Do you want a bag with quick easy access, or one just to lug your other gear in until you have time to switch lenses etc?


----------



## Searisava (Dec 29, 2014)

Where the service is available. บาคาร่า


----------



## antonioleandro (Dec 29, 2014)

Have you tried the Tamrac Evolution 9? It might be overkill for your needs (it is a big backpack), but it holds a camera body with a lens (24-105mm) and the battery grip attached plus 70-200 f/2.8L IS II, 17-40, Samyang 8mm, Canon 2x TC and has a compartment for personal stuff and another for a laptop. It is currently my favorite camera bag.


----------



## neuroanatomist (Dec 29, 2014)

A Lowepro Flipside 300 would work (holds my 1D X with four lenses).


----------



## old-pr-pix (Dec 29, 2014)

It all depends on your intended use - hiking/running/biking with a camera is a lot different than actually backpacking and taking a camera along. Also, whether you want to carry a tablet or laptop makes a big difference in what is available.

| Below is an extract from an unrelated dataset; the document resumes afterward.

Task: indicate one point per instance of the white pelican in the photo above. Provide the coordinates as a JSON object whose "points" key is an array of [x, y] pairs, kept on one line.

For actual backpacking I have a pack from Mountainsmith - old enough it's no longer made but they have several excellent current models to select from.

For hiking/biking with a camera consider the LowePro FlipSide Sport series. The Flip Side Sport 10 fits my Olympus OMD w/grip, external flash, & several lenses including 40-150 f2.8 telephoto. For my Canon gear, the FlipSide 15 will hold a gripped body, 100-400L tele, 100L macro, 430 flash, etc. The Flip Side series is designed to be accessed while still on your body (watch their video), but they do carry most of the weight on your shoulders and not on your hips (for true backpacking most people want packs that share the weight between shoulders and hips). The Flip Side series will only accommodate small tablet or notebook computer.

I also considered the Tamrac Evolution series; while nice packs, I found them to be heavier and generally larger than what I wanted. As always, YMMV.


----------



## NetDog (Dec 29, 2014)

Have you looked at the Think Tank Streetwalker Pro?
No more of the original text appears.